About Me
I am a Water Agency Engineer II with the Sonoma County Water Agency. In 2019, I completed a PhD with Dr. Graham Fogg in the Hydrologic Sciences Graduate Group at the University of California, Davis and in 2012 I received an MS in Hydrology from the University of Nevada, Reno.
My PhD Research
Broadly, my PhD research interests include assessing groundwater availability and sustainability in agriculturally-dominated regions in California. I use numerical groundwater models to evaluate the feasibility of groundwater recharge, assess questions related to model complexity and uncertainty, and explore feedbacks between surface water, groundwater, climate, and human systems.
My PhD Research Projects
Simulating Groundwater Recharge Variability in the American-Cosumnes Groundwater Basin, CA.
This research uses ParFlow and TPROGS to simulate the role of geologic heterogeneity on recharge dynamics in alluvial groundwater basins.
Evaluating Uncertainty of Regional Water Budgets in the Central Valley, CA.
This research highlights important differences in water budgets between two regional-scale groundwater models of California's Central Valley, CVHM and C2VSim. These findings are important for Groundwater Sustainability Agencies (GSAs), which are tasked with determining sustainable groundwater budgets in the Central Valley under the Sustainable Groundwater Management Act (SGMA).

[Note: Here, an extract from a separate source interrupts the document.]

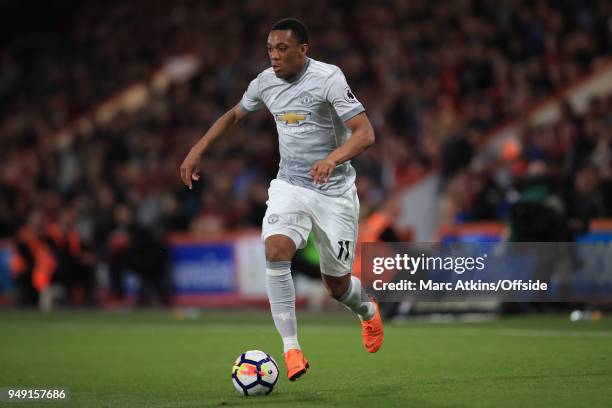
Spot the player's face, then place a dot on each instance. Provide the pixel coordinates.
(286, 55)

Water Information Transparency to Inform Water Markets
This work is the culmination of an interdisciplinary NSF IGERT program at UC Davis and CO School of Mines. In an opinion piece published in the journal Water (Maples et al., 2018), my colleagues and I argue for an incisive yet conceptually simple framework for transparent, real-time accounting of water stores and flows, including both groundwater and surface water, to inform water markets organized around a central clearinghouse.